¿Qué significa que Valladolid sea ciudad refugio para los migrantes?

El Ayuntamiento trabaja para facilitar los trámites burocráticos a las personas que solicitan asilo.Junto a las organizaciones se trata de asegurar la integración de los refugiados con el aprendizaje del idioma y el acceso a vivienda. "Queremos que se queden para que nuestros hijos también se puedan quedar" afirma la concejala de Servicios Sociales.
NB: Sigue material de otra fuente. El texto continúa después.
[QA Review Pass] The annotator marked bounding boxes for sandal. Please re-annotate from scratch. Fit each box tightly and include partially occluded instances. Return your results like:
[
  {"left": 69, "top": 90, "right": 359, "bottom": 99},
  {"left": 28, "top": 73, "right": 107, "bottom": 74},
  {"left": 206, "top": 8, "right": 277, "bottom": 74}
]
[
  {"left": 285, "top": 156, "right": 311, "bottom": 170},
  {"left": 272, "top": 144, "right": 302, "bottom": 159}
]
Valladolid, ciudad refugio. La urbe del Pisuerga se ha declarado un lugar de bienvenida para las personas refugiadas que huyen de la muerte lo que implica que desde el Ayuntamiento, junto con las organizaciones Accem, Cruz Roja y Red Acoge, se han puesto en marcha mecanismos que permiten a estas personas acelerar su integración para acceder a vivienda, empleo, y servicios municipales como cualquier vallisoletano. 

 

Rafaela Romero es la concejala de Servicios Sociales en el consistorio. Explica que "estamos dispuestos a recoger a refugiados y poner todos los recursos necesarios para acoger a estas personas que soliciten asilo" siempre en colaboración con las asociaciones que trabajan a diario sobre la materia. "Son las organizaciones las que se encargan del proceso, y las personas que solicitan asilo vienen con una asignación presupuestaria para ser atendidas, que incluye alojamiento, manutención y los recursos que necesitan" detalla Romero, quien profundiza en los problemas que se encuentran los refugiados: "No tienen documentación para acceder a los servicios municipales. Para facilitar eso, desde el Ayuntamiento hacemos informes para conseguir el libro de familia, carnets... Necesitan empadronarse lo antes posible para acceder a servicios básicos como la Sanidad, y hay muchas cuestiones burocráticas que dependen del Ayuntamiento".

 

En Valladolid "la cohesión social es aceptable, no tenemos grandes problemas" aunque reconoce que "falta romper los estereotipos, el tema de la vivienda es lo que más preocupa". Desde el Consistorio se han puesto en marcha una serie de medidas encaminadas a favorecer el alquiler barato a cualquier persona que lo necesite, sea de donde sea, asegurando además el cobro de la renta por el arrendador. "Los propietarios tienen la sensación de miedo, pero no es verdad que un refugiado no vaya a pagar, estamos los demás para asegurar que eso no pase" indica la concejala. 

 

VALLADOLID, LIBRE DE RACISMO

 

La del Pisuerga es una ciudad que ha normalizado la presencia de refugiados y en la que el respeto es la tónica dominante. "Son personas que pasan desapercibidas, siguen el mismo proceso que cualquiera que está en riesgo de vulnerabilidad" analiza la concejala, quien defiende que "se integran perfectamente, y es para sentirnos orgullosos, no hay problemas especiales ni surgen temas de racismo ni xenofobia". 

 

Desde el Ayuntamiento agradecen a "Policía Municipal y Nacional porque están atentos a cualquier problema de odio que pueda aparecer" y también al "trabajo de las ONG y de las asociaciones de vecinos, que juegan un papel importante al abordar con normalidad y ver la pluralidad como algo que nos enriquece". No obstante, "hay que seguir mejorando, trabajar coordinadamente todas las áreas".

 

Cuando una persona refugiada llega a Valladolid, desde las oenegés se establecen varias fases. Actualmente hay en la ciudad 170 personas entre las de acogida e integración, donde las organizaciones "enseñan el idioma y median con las empresas para poder trabajar". Rafaela Romero calcula que hay "unas 400 personas" que ya han superado esas fases, lo que supone un 0,1% de la población total en Valladolid, por debajo de los 300.000 habitantes según los últimos datos publicados por el Instituto Nacional de Estadística. No todos se quedan en la ciudad ya que "hay gente que marcha antes, si tienen redes familiares o sociales en otras ciudades". Desde ACNUR calculan que 68,5 millones de personas están actualmente obligadas a huir de sus hogares a la fuerza en todo el mundo, mientras que España, dentro del programa de la UE, ha acogido hasta marzo de 2018 a 2.782 personas.

 

Precisamente este es otro de los argumentos que motivan a dar la bienvenida a migrantes y refugiados. El municipio, la provincia, y toda Castilla y León pierde habitantes y la despoblación amenaza, a diferentes velocidades, con condenar al olvido a esta región. La concejala de Servicios Sociales en el Ayuntamiento de Valladolid considera que "es importante nuestra actitud positiva (hacia los refugiados), queremos que se queden para que nuestros hijos se puedan quedar" y profundiza en su argumento: "No hay mano de obra sin empresas, ni empresas sin mano de obra. Necesitamos que la gente que permanece en Castilla y León no supere los 65 años, tenemos una población envejecida y necesitamos gente joven, tenemos que cuidar a los jóvenes".